住宅ローンの金利リスクを整理、リーフレットで啓発 国交省

国土交通省は、住宅ローン利用時の金利リスクなどを解説したリーフレット「住宅ローンの常識が変わる!?」を作成し、3月26日に公表した。住宅価格や金利の上昇局面を踏まえ、住宅取得希望者への情報提供を強化する。
同省によると、国内の住宅ローン利用者の約8割が変動金利型を選択している中で、日本銀行のマイナス金利政策解除以降、ローン金利は上昇傾向にある。また、住宅価格の上昇を背景に、返済期間が35年を超える超長期ローンやペアローンの利用も増加している。

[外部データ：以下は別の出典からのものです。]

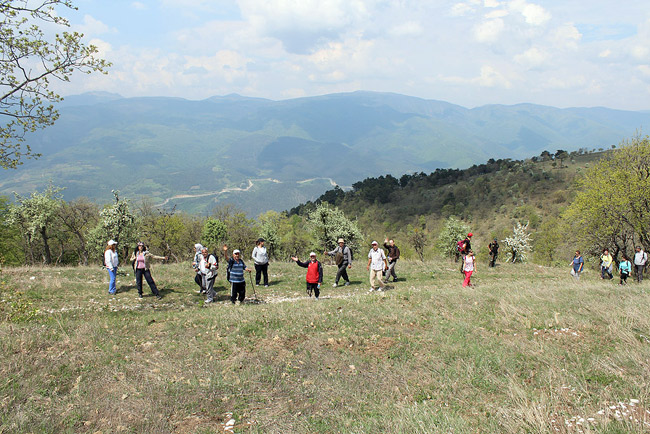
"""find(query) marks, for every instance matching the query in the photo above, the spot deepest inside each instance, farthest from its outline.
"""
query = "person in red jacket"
(314, 273)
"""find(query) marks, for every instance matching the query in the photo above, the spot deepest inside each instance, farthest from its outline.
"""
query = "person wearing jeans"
(111, 262)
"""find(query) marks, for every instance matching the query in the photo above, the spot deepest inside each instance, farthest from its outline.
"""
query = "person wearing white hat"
(314, 273)
(376, 264)
(111, 262)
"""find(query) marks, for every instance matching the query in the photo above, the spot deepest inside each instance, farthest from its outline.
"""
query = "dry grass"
(525, 350)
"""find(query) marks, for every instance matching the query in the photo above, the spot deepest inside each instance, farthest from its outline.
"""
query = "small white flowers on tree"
(518, 245)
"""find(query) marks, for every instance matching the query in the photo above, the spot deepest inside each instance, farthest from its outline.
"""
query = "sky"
(563, 53)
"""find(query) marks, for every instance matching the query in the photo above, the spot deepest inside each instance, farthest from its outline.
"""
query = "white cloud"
(489, 31)
(533, 14)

こうした実態や環境変化を踏まえ、同省は「あらかじめ消費者が金利リスク等について適切に理解しておくことが一層重要」な局面と判断。金利タイプや返済期間の選択における注意点などを同リーフレットにまとめた。具体的には、金利上昇時の返済負担の増加や、変動金利における「5年ルール」「125%ルール」の仕組みと注意点を整理。固定金利との比較や返済シミュレーション、長期ローンのリスク、収入合算・ペアローンの留意点等を具体例と共に示した。
同省は、住宅ローン返済が将来の家計負担となる可能性を踏まえ、同リーフレットの普及を通じて、ローンにおけるリスク情報の理解促進を図る考え。住宅取得希望者への周知へ向け、住宅事業者団体にも積極的な活用への協力を依頼し、適切な資金計画の普及を進める。